Afzal had been of the firm view that the suspects were lying.
“They killed all five girls after severely torturing them and are not identifying graves as it will reveal their brutality.”
Threats against Afzal
Afzal had been receiving constant death threats, prompting the Supreme Court to direct the Khyber Pakhtunkhwa government to provide him security, but the orders were reportedly not followed.
In January this year, while talking to media, Afzal had said that during the last court hearing he was scared as his rivals had informed their group about his arrival at the civil court in Kohistan.
“After the court has convicted the accused for killing the women,... my life is under threat and I am seeking security,” he had said.
He had alleged that a jirga held in Palas had also decreed to kill him wherever he was sighted.
“They think that I have destroyed the honour of the people of Kohistan, and killing me is their target, but I will continue the fight against the so-called culture in which animals are more valuable than human beings,” he had vowed.
Although Pakistan has taken step to merge erstwhile‘independently’ run Federally Administered Tribal Areas (FATA) by various Pahstun tribes, the immediate steps are required to ensure rule of law in these areas.
It is high time that Prime Minister Imran Khan bring the tribal people in to the mainstream legal and court system instead of allowing them to keep killing people in the name of ‘honour’ by taking decision based oncenturies-old Jirga system.
Pashtun traditions and laws
The Pashtun have their own tribal laws reaching back to thousands of years. These rules govern the people who consider themselves Pashtun first and Pakistani or Afghan second.
The Pashtuns in particular have a code of honour, a sort of chivalric code rooted in honesty, honour and courage. There is a famous Pashtun saying that says: “I took revenge after a hundred years, and I took it too soon.”.
Central to identity as a Pashtun is adherence to the male-centered code of conduct. The foremost commandment of the Pashtun culture is ‘Badal’ or revenge. The obligation to take revenge for any perceived wrong doing falls not only upon the man who has suffered it, but also upon his family and the tribe.

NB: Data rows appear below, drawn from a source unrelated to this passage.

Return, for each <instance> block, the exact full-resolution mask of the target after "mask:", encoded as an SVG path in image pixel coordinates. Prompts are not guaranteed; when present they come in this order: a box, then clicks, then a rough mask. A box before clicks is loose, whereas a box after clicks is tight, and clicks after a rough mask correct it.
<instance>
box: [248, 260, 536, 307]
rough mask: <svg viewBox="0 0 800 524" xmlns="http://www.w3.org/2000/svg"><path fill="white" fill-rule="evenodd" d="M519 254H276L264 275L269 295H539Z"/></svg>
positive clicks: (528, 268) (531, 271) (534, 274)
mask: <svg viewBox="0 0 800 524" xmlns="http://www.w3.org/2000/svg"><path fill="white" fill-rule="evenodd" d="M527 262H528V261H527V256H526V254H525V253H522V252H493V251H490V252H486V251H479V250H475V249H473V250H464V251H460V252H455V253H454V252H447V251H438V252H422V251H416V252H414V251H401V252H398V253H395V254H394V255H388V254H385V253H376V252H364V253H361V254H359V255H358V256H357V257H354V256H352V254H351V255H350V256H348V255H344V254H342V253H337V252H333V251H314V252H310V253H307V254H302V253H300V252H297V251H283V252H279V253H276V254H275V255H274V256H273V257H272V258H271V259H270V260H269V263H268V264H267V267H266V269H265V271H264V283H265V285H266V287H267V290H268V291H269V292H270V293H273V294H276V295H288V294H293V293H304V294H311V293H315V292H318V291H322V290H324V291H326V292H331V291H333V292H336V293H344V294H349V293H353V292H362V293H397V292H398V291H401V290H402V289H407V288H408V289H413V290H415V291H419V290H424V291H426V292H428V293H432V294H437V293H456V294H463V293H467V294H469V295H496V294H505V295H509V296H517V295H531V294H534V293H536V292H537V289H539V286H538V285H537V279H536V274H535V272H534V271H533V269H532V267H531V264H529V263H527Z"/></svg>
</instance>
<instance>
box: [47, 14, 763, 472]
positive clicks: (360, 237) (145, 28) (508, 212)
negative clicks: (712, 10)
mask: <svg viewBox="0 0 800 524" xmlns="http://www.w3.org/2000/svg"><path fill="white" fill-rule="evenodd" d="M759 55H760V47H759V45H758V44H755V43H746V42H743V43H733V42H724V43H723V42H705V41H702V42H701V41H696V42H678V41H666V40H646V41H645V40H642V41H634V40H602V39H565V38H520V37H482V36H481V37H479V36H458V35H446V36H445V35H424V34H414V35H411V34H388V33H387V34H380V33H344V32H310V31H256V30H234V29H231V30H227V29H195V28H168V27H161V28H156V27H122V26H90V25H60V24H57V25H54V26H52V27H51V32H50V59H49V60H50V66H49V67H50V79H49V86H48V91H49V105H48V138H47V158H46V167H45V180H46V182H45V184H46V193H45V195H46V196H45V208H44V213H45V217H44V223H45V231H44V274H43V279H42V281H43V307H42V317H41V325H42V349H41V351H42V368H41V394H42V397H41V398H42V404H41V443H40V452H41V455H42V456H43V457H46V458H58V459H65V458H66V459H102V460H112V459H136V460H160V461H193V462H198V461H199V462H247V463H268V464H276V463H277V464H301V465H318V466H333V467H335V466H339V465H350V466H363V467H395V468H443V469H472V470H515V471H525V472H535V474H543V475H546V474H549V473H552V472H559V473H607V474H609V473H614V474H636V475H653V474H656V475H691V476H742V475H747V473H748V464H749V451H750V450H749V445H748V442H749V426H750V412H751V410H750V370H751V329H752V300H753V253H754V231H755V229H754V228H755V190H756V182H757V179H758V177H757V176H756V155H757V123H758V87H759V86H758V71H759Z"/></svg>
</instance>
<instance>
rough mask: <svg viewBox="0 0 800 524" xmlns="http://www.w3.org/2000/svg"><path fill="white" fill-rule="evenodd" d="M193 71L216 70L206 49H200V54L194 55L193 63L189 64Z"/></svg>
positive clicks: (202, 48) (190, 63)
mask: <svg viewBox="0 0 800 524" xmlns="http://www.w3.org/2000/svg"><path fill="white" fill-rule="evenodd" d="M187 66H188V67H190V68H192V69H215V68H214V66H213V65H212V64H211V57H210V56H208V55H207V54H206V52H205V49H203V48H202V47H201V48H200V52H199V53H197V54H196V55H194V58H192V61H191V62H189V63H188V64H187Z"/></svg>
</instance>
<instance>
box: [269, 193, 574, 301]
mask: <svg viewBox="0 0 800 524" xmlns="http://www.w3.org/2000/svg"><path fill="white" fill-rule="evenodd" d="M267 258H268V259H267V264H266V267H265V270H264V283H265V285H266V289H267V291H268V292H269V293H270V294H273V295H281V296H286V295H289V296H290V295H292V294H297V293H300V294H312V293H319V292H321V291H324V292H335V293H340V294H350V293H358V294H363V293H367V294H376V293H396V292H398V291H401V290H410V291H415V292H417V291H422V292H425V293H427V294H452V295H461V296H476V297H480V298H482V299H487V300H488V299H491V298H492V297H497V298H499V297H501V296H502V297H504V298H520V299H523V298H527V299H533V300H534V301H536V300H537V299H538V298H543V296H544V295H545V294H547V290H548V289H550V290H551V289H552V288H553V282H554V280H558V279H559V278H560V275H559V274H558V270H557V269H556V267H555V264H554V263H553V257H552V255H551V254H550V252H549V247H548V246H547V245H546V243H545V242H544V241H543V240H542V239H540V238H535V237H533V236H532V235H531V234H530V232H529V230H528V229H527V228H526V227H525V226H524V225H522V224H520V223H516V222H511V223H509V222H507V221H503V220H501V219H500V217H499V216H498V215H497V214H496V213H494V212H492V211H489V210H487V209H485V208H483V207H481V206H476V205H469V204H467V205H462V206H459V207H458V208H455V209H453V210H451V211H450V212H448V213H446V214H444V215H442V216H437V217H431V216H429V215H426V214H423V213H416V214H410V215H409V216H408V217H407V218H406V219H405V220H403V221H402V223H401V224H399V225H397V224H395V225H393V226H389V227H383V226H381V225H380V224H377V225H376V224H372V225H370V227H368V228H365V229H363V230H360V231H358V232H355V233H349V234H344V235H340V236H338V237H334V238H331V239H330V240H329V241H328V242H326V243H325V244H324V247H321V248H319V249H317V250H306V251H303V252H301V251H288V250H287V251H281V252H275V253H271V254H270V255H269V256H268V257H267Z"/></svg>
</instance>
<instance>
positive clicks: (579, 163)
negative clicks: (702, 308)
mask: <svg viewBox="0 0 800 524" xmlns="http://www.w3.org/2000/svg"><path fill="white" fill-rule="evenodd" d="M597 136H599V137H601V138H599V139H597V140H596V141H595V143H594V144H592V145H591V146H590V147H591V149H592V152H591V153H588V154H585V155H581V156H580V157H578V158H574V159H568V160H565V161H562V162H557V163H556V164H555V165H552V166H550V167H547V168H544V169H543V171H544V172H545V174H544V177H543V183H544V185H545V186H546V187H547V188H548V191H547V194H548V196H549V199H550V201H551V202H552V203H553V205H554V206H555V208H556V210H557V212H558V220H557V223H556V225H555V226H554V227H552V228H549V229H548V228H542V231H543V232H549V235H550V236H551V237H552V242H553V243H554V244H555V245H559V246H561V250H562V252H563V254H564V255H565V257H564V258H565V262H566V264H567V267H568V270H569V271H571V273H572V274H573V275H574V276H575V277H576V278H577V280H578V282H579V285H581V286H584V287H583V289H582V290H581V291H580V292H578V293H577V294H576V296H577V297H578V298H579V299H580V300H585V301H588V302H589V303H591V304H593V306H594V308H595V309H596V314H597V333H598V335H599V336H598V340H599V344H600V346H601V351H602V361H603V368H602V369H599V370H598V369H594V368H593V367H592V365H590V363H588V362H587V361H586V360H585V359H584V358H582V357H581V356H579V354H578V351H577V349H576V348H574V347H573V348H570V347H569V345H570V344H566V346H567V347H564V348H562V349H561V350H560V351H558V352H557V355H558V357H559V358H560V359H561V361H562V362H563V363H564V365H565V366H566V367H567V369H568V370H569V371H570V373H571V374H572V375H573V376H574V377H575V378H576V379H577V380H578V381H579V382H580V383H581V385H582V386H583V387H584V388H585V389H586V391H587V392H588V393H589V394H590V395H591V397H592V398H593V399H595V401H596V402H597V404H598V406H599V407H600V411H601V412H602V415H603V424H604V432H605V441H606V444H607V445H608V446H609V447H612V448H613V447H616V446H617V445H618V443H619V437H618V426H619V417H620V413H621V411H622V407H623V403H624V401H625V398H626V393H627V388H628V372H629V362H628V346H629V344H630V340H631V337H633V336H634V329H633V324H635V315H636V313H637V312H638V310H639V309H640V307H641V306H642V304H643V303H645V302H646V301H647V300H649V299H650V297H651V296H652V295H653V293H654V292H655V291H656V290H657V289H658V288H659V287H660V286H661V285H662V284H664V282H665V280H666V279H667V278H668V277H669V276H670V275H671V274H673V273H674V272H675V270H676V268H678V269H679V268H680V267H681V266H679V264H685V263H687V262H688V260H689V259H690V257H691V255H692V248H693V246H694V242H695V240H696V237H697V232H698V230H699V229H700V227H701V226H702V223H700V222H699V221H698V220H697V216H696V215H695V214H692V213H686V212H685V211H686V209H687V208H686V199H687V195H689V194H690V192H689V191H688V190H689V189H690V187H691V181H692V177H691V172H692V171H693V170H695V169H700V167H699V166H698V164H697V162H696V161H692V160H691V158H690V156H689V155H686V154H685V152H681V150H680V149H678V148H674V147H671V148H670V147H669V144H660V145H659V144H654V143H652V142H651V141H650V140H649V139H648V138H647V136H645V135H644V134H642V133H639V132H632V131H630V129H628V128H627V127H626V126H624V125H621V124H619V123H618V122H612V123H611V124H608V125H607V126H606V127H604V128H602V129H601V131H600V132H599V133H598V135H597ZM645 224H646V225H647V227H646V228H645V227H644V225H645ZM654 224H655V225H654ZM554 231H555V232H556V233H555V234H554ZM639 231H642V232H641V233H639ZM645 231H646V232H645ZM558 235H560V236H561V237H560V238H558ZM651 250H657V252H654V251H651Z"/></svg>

Their unwritten law says that ‘without honour, life for a Pashtun is not worth living’. They believe that it is the absolute duty of men to protect the respectability of women and to protect the integrity of the homeland.
They believe that complete chastity among female relatives is most essential; only with the purity and good repute of his mother, daughters, sisters, and wife (or wives) does a man ensure his honour. Thus women are restricted to private, family compounds in much of the province.